As extraordinary as the evidence of the destruction, was how quickly Kyiv returned to normal life after the attack. By lunchtime, and within 200 metres of the university strike, a boy was doing tricks on his skateboard on the plinth of a sandbagged statue outside the opera house. Shops and restaurants were opening again, people walking their dogs in the park.

The people of Kyiv, who survived weeks of Russian onslaught at the beginning of the war, seemed largely unphased by the latest assault, singing songs in the metro stations where they took cover, while cafe workers handed out drinks.

A crane removes a car destroyed by the missile strikes on Kyiv
A crane removes a car destroyed by the missile strikes on Kyiv. Photograph: Ruslan Kaniuka/Ukrinform/NurPhoto/Rex/Shutterstock

Oleksii Striapko, who works for an IT company, recently moved to Kyiv from Kharkiv, because it had seemed a safe haven from missile attack. “I lived in Kyiv for two peaceful months without explosions or deaths,” he said. “I’d just started getting used to living again, trying to make plans for the future. But Russia is destroying everything again, killing, stealing, terrorising every Ukrainian without exception.” Nevertheless, he added: “The understanding came to me today that I no longer feel fear, as I did at the beginning of the war. I know what to do and how to behave in a dangerous situation.”

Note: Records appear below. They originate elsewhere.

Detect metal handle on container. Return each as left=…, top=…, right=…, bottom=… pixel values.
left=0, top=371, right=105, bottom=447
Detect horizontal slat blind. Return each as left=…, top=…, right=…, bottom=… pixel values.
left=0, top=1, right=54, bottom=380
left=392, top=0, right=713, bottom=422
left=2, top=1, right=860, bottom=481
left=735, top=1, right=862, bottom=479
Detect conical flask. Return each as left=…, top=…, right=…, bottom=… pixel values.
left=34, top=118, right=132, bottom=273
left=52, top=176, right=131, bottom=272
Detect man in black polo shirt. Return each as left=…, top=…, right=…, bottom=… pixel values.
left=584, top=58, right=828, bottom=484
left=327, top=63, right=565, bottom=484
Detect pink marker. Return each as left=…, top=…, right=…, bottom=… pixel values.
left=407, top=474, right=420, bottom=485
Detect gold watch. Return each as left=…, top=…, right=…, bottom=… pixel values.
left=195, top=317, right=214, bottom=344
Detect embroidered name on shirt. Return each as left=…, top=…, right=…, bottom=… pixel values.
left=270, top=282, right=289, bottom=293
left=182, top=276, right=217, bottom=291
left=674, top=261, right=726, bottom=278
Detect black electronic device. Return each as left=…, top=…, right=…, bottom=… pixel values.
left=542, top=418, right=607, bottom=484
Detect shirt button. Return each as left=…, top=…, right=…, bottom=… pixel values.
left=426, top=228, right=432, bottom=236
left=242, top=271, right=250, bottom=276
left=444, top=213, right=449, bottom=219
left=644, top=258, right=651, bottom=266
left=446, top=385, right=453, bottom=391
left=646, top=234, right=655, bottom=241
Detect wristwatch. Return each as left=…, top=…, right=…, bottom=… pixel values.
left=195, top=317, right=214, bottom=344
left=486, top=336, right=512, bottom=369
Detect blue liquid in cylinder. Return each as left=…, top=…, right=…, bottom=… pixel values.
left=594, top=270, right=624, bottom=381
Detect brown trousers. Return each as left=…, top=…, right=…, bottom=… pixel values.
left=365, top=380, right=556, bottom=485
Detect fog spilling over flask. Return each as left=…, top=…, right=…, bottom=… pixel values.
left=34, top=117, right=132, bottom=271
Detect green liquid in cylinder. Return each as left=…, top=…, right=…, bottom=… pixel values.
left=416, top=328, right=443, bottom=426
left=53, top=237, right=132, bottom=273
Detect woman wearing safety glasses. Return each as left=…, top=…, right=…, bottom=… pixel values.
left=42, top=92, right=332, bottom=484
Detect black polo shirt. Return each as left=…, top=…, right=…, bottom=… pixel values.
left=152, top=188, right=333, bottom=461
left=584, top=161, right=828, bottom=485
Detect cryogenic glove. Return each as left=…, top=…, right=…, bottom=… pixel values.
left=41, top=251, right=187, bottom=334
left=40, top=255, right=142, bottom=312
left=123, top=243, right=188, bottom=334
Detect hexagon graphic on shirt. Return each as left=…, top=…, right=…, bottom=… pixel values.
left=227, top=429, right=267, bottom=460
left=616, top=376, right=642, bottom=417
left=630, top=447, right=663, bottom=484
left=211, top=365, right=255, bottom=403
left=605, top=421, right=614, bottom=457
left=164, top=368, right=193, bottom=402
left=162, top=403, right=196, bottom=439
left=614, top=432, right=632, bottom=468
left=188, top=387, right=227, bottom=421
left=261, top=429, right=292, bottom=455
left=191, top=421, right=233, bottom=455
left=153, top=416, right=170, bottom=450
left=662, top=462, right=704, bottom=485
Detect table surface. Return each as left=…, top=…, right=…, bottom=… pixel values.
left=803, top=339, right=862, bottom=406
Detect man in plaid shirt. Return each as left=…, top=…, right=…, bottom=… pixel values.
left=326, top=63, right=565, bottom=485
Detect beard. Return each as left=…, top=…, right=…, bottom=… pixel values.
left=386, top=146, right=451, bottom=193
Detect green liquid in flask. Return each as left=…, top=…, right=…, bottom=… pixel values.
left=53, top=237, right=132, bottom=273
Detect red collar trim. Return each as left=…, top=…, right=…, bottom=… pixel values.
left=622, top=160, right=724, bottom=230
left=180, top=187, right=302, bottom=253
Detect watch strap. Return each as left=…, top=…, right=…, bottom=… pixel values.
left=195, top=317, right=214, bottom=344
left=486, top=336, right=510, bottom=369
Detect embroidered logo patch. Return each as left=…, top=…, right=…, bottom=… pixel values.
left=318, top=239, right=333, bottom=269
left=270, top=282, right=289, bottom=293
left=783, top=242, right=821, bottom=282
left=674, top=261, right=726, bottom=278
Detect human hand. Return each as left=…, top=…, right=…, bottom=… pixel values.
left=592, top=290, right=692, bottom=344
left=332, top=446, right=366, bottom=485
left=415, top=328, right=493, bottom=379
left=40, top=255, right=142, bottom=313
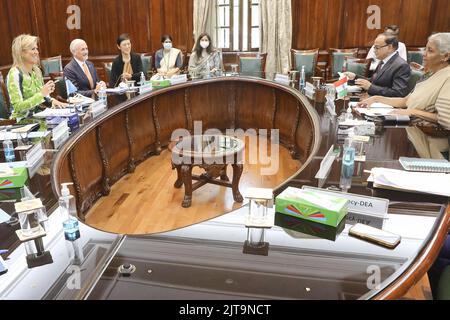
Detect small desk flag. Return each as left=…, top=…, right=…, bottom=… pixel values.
left=65, top=78, right=78, bottom=96
left=333, top=76, right=348, bottom=99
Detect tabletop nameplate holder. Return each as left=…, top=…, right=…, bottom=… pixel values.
left=302, top=186, right=389, bottom=229
left=139, top=81, right=153, bottom=95
left=315, top=145, right=340, bottom=188
left=170, top=74, right=188, bottom=85
left=90, top=101, right=107, bottom=119
left=25, top=142, right=46, bottom=178
left=274, top=74, right=290, bottom=86
left=51, top=120, right=70, bottom=150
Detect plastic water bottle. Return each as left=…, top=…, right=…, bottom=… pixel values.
left=98, top=86, right=107, bottom=107
left=59, top=183, right=80, bottom=241
left=345, top=105, right=354, bottom=120
left=3, top=139, right=15, bottom=162
left=340, top=138, right=355, bottom=192
left=140, top=72, right=146, bottom=86
left=299, top=66, right=306, bottom=93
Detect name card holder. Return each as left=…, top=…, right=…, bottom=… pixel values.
left=139, top=81, right=153, bottom=95
left=170, top=74, right=188, bottom=85
left=315, top=145, right=339, bottom=188
left=90, top=101, right=107, bottom=119
left=51, top=120, right=70, bottom=149
left=304, top=82, right=315, bottom=100
left=274, top=74, right=290, bottom=86
left=302, top=186, right=389, bottom=229
left=325, top=96, right=337, bottom=116
left=25, top=142, right=46, bottom=178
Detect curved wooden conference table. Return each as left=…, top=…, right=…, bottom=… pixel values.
left=1, top=76, right=448, bottom=300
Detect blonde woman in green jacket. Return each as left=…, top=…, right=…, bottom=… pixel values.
left=6, top=34, right=65, bottom=121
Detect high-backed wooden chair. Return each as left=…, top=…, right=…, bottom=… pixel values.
left=345, top=57, right=371, bottom=78
left=103, top=62, right=113, bottom=84
left=407, top=47, right=425, bottom=65
left=41, top=55, right=63, bottom=78
left=237, top=52, right=267, bottom=78
left=327, top=48, right=359, bottom=81
left=140, top=53, right=153, bottom=78
left=0, top=73, right=11, bottom=119
left=291, top=49, right=320, bottom=79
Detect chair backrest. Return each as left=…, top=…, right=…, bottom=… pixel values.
left=329, top=48, right=358, bottom=78
left=237, top=52, right=267, bottom=78
left=140, top=54, right=153, bottom=78
left=346, top=58, right=371, bottom=78
left=407, top=68, right=425, bottom=93
left=0, top=73, right=11, bottom=119
left=41, top=55, right=63, bottom=77
left=407, top=47, right=425, bottom=65
left=103, top=62, right=112, bottom=84
left=291, top=49, right=319, bottom=78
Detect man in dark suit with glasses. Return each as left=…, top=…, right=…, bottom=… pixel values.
left=345, top=33, right=411, bottom=97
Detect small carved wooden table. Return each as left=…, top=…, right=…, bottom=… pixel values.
left=169, top=135, right=245, bottom=208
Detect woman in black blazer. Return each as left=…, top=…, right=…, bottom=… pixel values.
left=110, top=34, right=143, bottom=87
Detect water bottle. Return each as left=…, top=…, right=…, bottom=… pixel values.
left=59, top=183, right=80, bottom=241
left=140, top=72, right=146, bottom=86
left=345, top=105, right=354, bottom=121
left=340, top=138, right=355, bottom=192
left=98, top=86, right=107, bottom=107
left=3, top=139, right=15, bottom=162
left=299, top=66, right=306, bottom=93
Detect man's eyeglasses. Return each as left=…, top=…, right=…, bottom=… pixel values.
left=374, top=44, right=389, bottom=50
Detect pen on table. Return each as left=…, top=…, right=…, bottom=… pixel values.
left=0, top=250, right=8, bottom=255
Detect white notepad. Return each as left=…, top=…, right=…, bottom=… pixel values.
left=370, top=167, right=450, bottom=197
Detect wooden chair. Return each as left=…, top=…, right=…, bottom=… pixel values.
left=327, top=48, right=359, bottom=81
left=140, top=53, right=153, bottom=79
left=103, top=62, right=113, bottom=84
left=345, top=57, right=371, bottom=78
left=407, top=47, right=425, bottom=65
left=41, top=55, right=63, bottom=78
left=237, top=52, right=267, bottom=78
left=291, top=48, right=321, bottom=79
left=0, top=73, right=11, bottom=119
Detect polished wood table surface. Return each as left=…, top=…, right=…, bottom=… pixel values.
left=1, top=76, right=449, bottom=300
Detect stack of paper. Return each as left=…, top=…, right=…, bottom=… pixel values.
left=369, top=167, right=450, bottom=197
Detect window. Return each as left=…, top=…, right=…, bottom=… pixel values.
left=217, top=0, right=260, bottom=52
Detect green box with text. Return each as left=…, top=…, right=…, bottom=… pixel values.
left=275, top=187, right=348, bottom=227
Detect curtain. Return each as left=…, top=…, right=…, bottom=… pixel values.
left=193, top=0, right=217, bottom=49
left=260, top=0, right=292, bottom=77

Watching the clean-up in Shevchenko Park, which was already under way early on Monday afternoon, was Tetiana Kononir, who lives nearby. “It’s terrible,” she said. “I don’t know what to say. Who can know what Putin is thinking. I can’t even say whether he’s sick or whether he’s trying to frighten us or not.

“I don’t know what’s in his head, what’s in his heart … This only unites us even more. He will never defeat us. He will never put us on our knees.”